View-agnostic Image Rendering
We generate novel-view images.
Rendering an any-viewpoint image is extremely difficult for Generative Adversarial Networks. This is because conventional GANs do not understand 3D information underlying a given viewpoint image such as an object shape and relationship between viewpoint and objects in 3D space. In this paper, we present how to perform a Viewpoint-Agnostic Image Rendering (VAIR), equipping a conditional GAN with a mechanism to reconstruct 3D information of the input view.
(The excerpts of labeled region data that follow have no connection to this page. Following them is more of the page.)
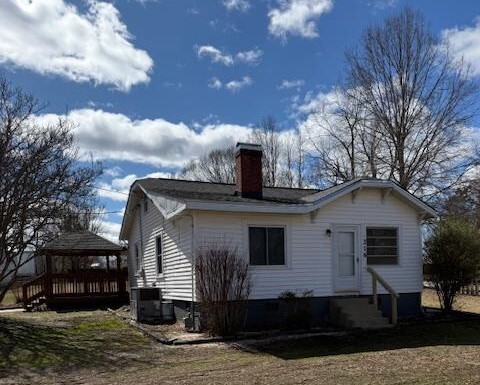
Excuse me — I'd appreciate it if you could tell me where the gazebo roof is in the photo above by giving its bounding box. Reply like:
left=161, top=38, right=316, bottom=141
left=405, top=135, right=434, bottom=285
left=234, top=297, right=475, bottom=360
left=41, top=230, right=126, bottom=256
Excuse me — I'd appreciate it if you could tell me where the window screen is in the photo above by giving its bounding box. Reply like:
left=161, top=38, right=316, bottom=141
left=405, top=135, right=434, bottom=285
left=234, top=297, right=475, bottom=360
left=367, top=227, right=398, bottom=265
left=248, top=227, right=285, bottom=266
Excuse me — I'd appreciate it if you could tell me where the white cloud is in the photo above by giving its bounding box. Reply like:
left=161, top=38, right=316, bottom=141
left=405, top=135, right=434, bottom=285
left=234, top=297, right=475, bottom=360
left=368, top=0, right=398, bottom=10
left=442, top=18, right=480, bottom=76
left=103, top=166, right=123, bottom=178
left=223, top=0, right=251, bottom=12
left=225, top=76, right=253, bottom=92
left=208, top=76, right=223, bottom=90
left=99, top=221, right=122, bottom=244
left=277, top=79, right=305, bottom=90
left=196, top=45, right=233, bottom=66
left=268, top=0, right=333, bottom=39
left=36, top=109, right=251, bottom=167
left=235, top=48, right=263, bottom=64
left=0, top=0, right=153, bottom=91
left=194, top=45, right=263, bottom=66
left=97, top=171, right=171, bottom=202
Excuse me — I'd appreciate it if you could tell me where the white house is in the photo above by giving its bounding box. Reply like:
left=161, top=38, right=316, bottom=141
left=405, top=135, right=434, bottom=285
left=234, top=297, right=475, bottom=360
left=120, top=143, right=435, bottom=325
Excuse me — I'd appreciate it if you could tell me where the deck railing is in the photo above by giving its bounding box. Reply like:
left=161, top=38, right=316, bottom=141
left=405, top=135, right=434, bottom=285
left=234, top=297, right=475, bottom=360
left=23, top=270, right=127, bottom=306
left=367, top=266, right=400, bottom=325
left=460, top=278, right=480, bottom=296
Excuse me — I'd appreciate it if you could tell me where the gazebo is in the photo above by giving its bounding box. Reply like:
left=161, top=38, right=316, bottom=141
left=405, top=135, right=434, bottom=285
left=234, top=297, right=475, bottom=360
left=23, top=230, right=128, bottom=308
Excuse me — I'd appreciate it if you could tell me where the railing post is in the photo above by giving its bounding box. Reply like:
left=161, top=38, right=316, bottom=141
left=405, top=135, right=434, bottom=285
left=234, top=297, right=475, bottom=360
left=390, top=294, right=398, bottom=325
left=22, top=285, right=28, bottom=309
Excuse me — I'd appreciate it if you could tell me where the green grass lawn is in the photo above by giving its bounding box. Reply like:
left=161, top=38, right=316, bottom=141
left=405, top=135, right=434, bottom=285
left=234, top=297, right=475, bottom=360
left=0, top=311, right=480, bottom=385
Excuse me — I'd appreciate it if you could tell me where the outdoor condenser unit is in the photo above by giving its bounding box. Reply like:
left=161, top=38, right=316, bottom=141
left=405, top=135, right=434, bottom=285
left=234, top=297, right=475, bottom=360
left=130, top=287, right=163, bottom=323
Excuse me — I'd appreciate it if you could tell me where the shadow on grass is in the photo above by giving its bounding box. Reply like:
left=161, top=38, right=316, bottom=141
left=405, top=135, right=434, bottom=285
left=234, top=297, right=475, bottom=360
left=238, top=320, right=480, bottom=360
left=0, top=317, right=145, bottom=374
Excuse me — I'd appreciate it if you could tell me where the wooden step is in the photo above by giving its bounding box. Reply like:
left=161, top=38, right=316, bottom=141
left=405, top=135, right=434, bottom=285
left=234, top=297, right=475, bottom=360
left=330, top=297, right=393, bottom=329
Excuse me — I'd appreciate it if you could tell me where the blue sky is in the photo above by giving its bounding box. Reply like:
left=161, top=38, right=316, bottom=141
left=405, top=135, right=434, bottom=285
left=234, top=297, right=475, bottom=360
left=0, top=0, right=480, bottom=237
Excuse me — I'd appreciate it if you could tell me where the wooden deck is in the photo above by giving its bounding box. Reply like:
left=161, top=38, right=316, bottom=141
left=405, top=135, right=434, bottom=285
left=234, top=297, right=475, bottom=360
left=23, top=270, right=128, bottom=308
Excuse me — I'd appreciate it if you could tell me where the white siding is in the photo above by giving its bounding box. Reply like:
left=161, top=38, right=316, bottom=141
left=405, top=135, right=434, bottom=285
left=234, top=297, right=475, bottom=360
left=196, top=189, right=422, bottom=299
left=128, top=201, right=192, bottom=301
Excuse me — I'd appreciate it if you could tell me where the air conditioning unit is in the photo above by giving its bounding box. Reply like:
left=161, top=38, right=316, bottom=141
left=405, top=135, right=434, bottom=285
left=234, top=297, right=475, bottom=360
left=130, top=287, right=163, bottom=323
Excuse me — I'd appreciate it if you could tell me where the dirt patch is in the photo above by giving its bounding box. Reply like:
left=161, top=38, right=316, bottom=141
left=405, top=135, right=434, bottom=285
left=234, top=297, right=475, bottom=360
left=422, top=289, right=480, bottom=314
left=0, top=312, right=480, bottom=385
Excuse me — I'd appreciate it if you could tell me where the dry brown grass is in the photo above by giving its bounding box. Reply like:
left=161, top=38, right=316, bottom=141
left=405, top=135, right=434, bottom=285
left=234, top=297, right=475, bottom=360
left=0, top=311, right=480, bottom=385
left=422, top=289, right=480, bottom=314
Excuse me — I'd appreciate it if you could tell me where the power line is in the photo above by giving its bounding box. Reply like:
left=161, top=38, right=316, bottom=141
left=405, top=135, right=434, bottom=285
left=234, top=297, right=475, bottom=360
left=93, top=186, right=129, bottom=196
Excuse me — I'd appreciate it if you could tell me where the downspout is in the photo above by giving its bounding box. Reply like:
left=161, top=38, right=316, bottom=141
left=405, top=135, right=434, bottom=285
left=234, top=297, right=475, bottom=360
left=137, top=204, right=145, bottom=284
left=177, top=214, right=196, bottom=331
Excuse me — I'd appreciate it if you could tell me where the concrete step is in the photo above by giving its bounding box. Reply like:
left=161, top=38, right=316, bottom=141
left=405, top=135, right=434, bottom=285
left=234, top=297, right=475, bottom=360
left=330, top=297, right=392, bottom=329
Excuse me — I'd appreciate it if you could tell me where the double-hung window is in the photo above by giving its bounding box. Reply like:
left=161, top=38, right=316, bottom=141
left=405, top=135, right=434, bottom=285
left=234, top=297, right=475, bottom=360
left=134, top=243, right=142, bottom=274
left=248, top=226, right=285, bottom=266
left=367, top=227, right=398, bottom=265
left=155, top=234, right=163, bottom=274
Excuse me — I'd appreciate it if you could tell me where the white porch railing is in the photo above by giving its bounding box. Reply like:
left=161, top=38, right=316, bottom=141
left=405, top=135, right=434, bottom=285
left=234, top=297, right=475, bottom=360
left=367, top=266, right=400, bottom=325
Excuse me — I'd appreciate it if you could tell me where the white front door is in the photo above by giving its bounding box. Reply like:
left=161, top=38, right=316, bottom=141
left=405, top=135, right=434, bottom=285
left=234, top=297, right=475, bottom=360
left=333, top=226, right=360, bottom=292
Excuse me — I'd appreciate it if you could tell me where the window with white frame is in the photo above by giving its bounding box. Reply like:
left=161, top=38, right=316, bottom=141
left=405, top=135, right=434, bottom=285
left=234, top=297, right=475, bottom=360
left=155, top=233, right=163, bottom=274
left=134, top=243, right=142, bottom=273
left=367, top=227, right=398, bottom=265
left=248, top=226, right=285, bottom=266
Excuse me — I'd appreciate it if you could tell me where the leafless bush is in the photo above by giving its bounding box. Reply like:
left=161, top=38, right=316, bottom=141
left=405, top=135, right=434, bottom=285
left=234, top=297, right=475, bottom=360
left=278, top=290, right=313, bottom=329
left=195, top=244, right=251, bottom=336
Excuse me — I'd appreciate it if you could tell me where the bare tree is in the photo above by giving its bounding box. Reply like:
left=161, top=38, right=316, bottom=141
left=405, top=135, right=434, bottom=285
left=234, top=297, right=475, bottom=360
left=308, top=8, right=477, bottom=199
left=442, top=178, right=480, bottom=228
left=0, top=78, right=101, bottom=300
left=195, top=243, right=251, bottom=335
left=179, top=147, right=235, bottom=183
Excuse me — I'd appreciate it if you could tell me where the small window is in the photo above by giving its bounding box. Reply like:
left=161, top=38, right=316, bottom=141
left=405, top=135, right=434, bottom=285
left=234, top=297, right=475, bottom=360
left=155, top=235, right=163, bottom=274
left=248, top=227, right=285, bottom=266
left=367, top=227, right=398, bottom=265
left=135, top=243, right=141, bottom=272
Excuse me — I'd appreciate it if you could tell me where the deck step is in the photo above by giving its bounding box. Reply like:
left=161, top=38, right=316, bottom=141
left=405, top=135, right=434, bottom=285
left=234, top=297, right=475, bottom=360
left=330, top=297, right=393, bottom=329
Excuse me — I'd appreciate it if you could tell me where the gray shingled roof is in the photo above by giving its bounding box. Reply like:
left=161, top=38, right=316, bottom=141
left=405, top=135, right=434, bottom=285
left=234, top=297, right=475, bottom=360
left=42, top=230, right=125, bottom=255
left=136, top=178, right=322, bottom=204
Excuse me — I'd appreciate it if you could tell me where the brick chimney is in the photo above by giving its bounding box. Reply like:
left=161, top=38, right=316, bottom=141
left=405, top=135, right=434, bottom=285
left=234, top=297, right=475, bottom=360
left=235, top=143, right=263, bottom=199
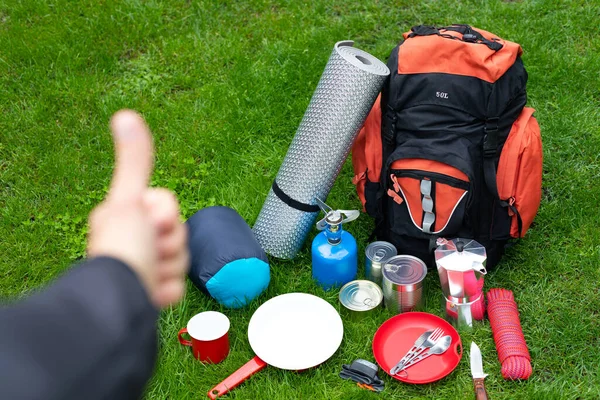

VAIR realizes any-viewpoint image generation by manipulating a viewpoint in 3D space where the reconstructed instance shape is arranged. In addition, we convert the reconstructed 3D shape into a 2D representation for image-based conditional GAN, while preserving detail 3D information. The representation consists of a depth image and 2D semantic keypoint images, which are obtained by rendering the shape from a viewpoint. In the experiment, we evaluate using a CUB-200-2011 dataset, which contains few-samples biased a viewpoint such that covers only part of the target appearance. As a result, our VAIR clearly renders an any-viewpoint image.
Hiroaki Aizawa (Gifu Univ.), Hirokatsu Kataoka (AIST), Yutaka Satoh (AIST), Kunihito Kato (Gifu Univ.)